Naskah asli : Pasal 422 UU Pemilu berbunyi: “Penetapan calon terpilih anggota DPR, DPRD provinsi, dan DPRD kabupaten/kota dari Partai Politik Peserta Pemilu didasarkan pada perolehan kursi Partai Politik Peserta Pemilu di suatu daerah pemilihan ditetapkan berdasarkan suara terbanyak yang diperoleh masing-masing calon anggota DPR, DPRD provinsi, dan DPRD kabupaten/kota di suatu daerah pemilihan yang tercantum pada surat suara”.
“Apabila petitum Pasal 422 UU Pemilu ini dikabulkan MK, akan menimbulkan ketidakpastian siapa anggota partai politik yang berhak menempati kursi parlemen yang diperoleh partai politik,” ungkap Luqman Hakim.
Bahkan, dengan petitum seperti itu, partai politik yang memperoleh kursi di suatu daerah pemilihan memiliki kewenangan mengirimkan anggotanya yang tidak menjadi calon legislatif untuk menempati kursi parlemen yang diperoleh partai. Sungguh parah!
Keempat, “Selain itu, Petitum yang diajukan para penggugat terhadap Pasal 422 juga bertentangan dengan ketentuan afirmasi kepada calon parlemen perempuan sebagaimana diatur pada Pasal 245 dan Pasal 246 UU Pemilu,” tutup Luqman Hakim.
Sebagaimana diketahui sebelumnya, hangatnya diskursus publik mengenai sistem pemilu proporsional terbuka dan proporsional tertutup dipicu adanya permohonan pengujian (judicial review) ke Mahkamah Konstitusi mengenai konstitusionalitas sistem proporsional tertutup yang diatur di dalam UU Nomor 7 Tahun 2017 tentang Pemilu.

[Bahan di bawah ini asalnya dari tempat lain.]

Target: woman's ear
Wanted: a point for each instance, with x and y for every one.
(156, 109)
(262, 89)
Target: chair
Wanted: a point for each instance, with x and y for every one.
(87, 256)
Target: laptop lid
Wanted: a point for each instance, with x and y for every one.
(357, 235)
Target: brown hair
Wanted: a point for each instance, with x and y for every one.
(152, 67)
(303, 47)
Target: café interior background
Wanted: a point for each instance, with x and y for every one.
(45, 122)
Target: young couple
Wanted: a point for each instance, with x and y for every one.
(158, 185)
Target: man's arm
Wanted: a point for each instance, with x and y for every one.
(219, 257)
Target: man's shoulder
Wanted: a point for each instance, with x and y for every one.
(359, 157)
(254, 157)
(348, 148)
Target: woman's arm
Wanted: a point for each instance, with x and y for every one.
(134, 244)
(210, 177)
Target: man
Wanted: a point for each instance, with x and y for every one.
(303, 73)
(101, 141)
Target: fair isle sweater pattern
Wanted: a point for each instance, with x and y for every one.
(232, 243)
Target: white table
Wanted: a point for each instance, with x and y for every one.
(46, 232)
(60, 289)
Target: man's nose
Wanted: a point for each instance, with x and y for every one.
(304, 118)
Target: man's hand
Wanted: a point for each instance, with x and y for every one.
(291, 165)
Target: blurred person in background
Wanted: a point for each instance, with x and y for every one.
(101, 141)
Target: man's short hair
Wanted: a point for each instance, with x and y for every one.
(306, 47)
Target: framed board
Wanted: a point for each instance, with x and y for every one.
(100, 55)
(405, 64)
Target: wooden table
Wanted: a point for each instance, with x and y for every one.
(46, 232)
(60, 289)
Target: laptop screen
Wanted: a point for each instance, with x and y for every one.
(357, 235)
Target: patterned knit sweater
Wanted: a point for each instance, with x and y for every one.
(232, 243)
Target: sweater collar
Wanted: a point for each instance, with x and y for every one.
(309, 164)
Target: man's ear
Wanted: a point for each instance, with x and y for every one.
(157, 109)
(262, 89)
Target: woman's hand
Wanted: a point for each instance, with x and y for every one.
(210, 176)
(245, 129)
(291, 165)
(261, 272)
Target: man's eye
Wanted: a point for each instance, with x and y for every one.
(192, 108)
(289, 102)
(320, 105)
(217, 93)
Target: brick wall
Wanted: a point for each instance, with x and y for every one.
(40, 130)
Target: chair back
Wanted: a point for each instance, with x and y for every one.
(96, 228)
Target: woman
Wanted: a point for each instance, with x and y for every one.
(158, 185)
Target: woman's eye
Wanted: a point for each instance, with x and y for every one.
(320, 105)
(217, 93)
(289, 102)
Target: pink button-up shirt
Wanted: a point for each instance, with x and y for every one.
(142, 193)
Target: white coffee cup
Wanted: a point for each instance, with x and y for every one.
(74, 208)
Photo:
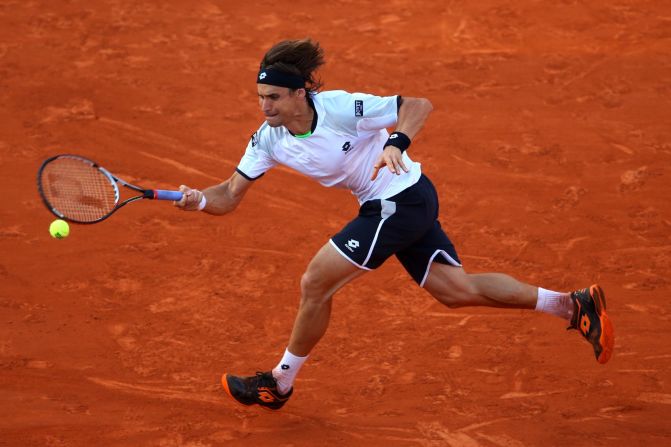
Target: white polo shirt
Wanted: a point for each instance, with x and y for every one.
(341, 151)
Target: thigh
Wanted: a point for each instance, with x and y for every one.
(328, 271)
(434, 247)
(387, 226)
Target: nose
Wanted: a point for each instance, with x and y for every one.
(265, 105)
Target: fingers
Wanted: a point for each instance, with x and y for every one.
(391, 157)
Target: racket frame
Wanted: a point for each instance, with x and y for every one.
(151, 194)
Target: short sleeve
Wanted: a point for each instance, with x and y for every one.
(257, 158)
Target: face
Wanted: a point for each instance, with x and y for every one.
(279, 104)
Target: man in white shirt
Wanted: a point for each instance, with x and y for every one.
(341, 140)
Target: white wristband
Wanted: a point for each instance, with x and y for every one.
(202, 203)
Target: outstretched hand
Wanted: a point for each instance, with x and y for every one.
(392, 158)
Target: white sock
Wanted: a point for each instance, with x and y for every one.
(286, 371)
(555, 303)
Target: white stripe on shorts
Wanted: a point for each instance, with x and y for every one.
(449, 259)
(344, 255)
(388, 210)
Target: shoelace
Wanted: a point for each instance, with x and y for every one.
(265, 379)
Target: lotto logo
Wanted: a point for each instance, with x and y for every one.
(358, 107)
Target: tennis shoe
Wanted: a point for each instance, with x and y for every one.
(590, 318)
(260, 389)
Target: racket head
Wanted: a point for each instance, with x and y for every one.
(76, 189)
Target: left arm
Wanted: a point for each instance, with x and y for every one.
(411, 117)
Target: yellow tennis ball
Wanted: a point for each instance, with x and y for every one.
(59, 229)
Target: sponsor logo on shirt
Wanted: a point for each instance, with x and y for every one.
(358, 107)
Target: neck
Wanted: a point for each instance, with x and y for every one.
(302, 120)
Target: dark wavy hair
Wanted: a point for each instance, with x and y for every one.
(300, 57)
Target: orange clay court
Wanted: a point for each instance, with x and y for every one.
(550, 147)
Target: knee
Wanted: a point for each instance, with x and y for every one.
(313, 288)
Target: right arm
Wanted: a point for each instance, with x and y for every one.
(220, 199)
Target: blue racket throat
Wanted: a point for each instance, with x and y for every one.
(162, 194)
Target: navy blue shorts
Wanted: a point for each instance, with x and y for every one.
(405, 225)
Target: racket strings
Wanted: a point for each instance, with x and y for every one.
(78, 190)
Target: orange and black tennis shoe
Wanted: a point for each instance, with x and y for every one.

Permohonan ini didaftarkan oleh para pemohon pada tanggal 14 November 2022 dengan nomor perkara 114/PUU-XX/2022. Secara umum, para pemohon menggugat pasal-pasal di dalam UU Pemilu yang menyangkut sistem proporsional terbuka, yaitu :
- Pasal yang mengatur surat suara,
- Pasal yang mengatur keabsahan coblosan,
- Pasal yang mengatur konversi suara menjadi kursi partai
- Pasal yang mengatur penetapan calon anggota DPR, DPRD Provinsi, dan DPRD Kabupaten/Kota berdasarkan perolehan suara terbanyak.